Demographic and clinical characteristics at inclusion, according to treatment group (Analysis population, N = 53)

	PBM N = 27	Sham N = 26	Total N = 53
Female gender	n (%)	15 (55.6)	16 (61.5)	31 (58.5)
Age at inclusion, in years	Mean (SD)	72.4 (7.0)	73.7 (6.4)	73.0 (6.7)
Years of study	Mean (SD)	10.9 (4.5)	13.2 (3.6)	12.0 (4.2)
Time (years) since AD first symptoms	Median (range)	3.6 (1–11)	3.4 (1–14)	3.5 (1–14)
Time (years) since AD diagnosis	Median (range)	1.4 (0; 9)	1.4 (0; 6)	1.4 (0; 9)
Concomitant psychoanaleptics	n (%)	15 (55.6)	13 (50.0)	28 (52.8)
Acetylcholinesterase inhibitors	n (%)	9 (33.3)	8 (30.8)	17 (32.1)
Donepezil	n (%)	4 (14.8)	1 (3.8)	5 (9.4)
Rivastigmine	n (%)	3 (11.1)	6 (23.1)	9 (17.0)
Galantamine	n (%)	2 (7.4)	1 (3.8)	3 (5.7)
Memantine	n (%)	3 (11.1)	1 (3.8)	4 (7.5)
MMSE score [a]	Mean (SD)	20.5 (3.6)	20.2 (3.5)	20.4 (3.5)
ADAS-Cog [b]	Mean (SD)	20.4 (6.9)	23.1 (8.6)	21.7 (7.8)
ADAS-Cog comprehension sub-score	Mean (SD)	1.2 (1.1)	1.2 (0.9)	1.2 (1.0)
TMT Part B execution time (seconds)	Mean (SD)	213.9 (78.3)	191.6 (87.9)	203.9 (82.4)
Forward verbal span [c]	Mean (SD)	5.2 (1.1)	5.3 (1.0)	5.2 (1.1)

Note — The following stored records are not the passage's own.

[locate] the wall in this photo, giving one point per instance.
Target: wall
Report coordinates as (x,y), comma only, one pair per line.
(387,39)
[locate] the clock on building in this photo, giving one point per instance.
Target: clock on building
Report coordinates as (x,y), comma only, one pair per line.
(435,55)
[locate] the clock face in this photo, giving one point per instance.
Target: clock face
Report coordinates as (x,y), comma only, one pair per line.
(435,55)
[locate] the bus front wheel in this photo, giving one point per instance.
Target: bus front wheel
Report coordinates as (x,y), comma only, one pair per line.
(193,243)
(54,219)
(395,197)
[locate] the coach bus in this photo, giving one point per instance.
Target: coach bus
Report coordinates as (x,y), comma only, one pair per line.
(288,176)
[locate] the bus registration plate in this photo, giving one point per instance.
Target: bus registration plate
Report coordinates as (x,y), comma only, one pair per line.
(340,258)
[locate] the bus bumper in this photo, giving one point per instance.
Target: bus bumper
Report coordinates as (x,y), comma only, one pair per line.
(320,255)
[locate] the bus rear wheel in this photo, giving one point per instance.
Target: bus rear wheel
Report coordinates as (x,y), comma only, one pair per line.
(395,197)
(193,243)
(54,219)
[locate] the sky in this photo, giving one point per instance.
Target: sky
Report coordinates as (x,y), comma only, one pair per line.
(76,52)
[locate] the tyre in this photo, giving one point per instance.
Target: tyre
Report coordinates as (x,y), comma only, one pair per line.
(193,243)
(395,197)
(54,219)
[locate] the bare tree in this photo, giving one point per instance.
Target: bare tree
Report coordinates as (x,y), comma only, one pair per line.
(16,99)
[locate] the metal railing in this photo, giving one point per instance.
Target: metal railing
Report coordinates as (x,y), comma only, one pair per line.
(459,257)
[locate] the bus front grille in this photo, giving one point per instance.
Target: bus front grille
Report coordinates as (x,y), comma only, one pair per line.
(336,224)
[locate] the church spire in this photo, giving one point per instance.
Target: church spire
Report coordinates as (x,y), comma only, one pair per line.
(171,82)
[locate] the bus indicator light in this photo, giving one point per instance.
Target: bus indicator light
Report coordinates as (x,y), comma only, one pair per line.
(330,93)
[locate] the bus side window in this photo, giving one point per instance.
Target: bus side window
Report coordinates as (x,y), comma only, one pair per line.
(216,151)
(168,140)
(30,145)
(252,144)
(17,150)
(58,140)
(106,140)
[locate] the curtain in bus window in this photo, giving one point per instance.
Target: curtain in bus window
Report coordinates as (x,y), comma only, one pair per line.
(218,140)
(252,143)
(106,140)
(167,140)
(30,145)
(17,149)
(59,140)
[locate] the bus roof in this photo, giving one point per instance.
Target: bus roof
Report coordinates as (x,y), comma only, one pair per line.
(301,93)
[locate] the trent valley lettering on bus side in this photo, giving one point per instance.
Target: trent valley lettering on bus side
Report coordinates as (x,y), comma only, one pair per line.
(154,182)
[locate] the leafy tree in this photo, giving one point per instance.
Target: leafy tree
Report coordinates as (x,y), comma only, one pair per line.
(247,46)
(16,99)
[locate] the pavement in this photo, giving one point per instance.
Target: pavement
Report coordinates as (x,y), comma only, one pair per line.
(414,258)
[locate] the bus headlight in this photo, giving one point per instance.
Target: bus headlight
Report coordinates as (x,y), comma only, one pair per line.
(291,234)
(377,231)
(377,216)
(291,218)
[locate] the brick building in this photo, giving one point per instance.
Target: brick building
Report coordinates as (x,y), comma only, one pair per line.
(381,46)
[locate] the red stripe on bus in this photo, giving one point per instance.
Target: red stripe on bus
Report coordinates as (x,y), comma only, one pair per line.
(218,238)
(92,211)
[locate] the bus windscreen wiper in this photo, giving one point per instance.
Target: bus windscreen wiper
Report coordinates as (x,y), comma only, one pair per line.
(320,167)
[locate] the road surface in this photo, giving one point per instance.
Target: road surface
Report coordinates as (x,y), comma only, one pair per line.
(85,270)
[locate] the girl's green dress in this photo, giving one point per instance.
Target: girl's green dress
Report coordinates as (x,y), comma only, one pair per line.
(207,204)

[a] MMSE is scored from 0 to 30, with a higher score indicating better performance. [b] ADAS-Cog is scored from 0 to 70, with higher scores (≥18) indicating greater cognitive impairment. Comprehension sub-score is scored from 0 to 5. [c] Forward verbal span score is the number of correct responses. ADAS-Cog, Alzheimer’s Disease Assessment Scale-cognitive Subscale; MMSE, Mini-Mental State Examination; PBM, photobiomodulation; TMT, Trail Making Test.

Investigational medical device

The PBM medical device, RGn530, developed by REGEnLIFE, consists of a helmet and an abdominal belt, both with integrated modules composed of several lighting source emitters. Those emitters are comprised of three pulsed laser diodes in the NIR spectrum (850 nm), three LEDs in the NIR spectrum (850 nm), and three LEDs in the red spectrum (660 nm). The photonic emissions are pulsed at a 10 Hz frequency through a ring-shaped magnet, creating an SMF. The helmet and abdominal belt are connected to a central unit. The sham device was identical to the PBM device, but all NIR emissions were inactivated, and red emissions were reduced to 10% of the emission power, as these emissions can be visible to the naked eye on the side of the modules. The magnetic field of the sham device was reduced by 50%. Research staff and patients were thus completely blinded to the treatment group allocations.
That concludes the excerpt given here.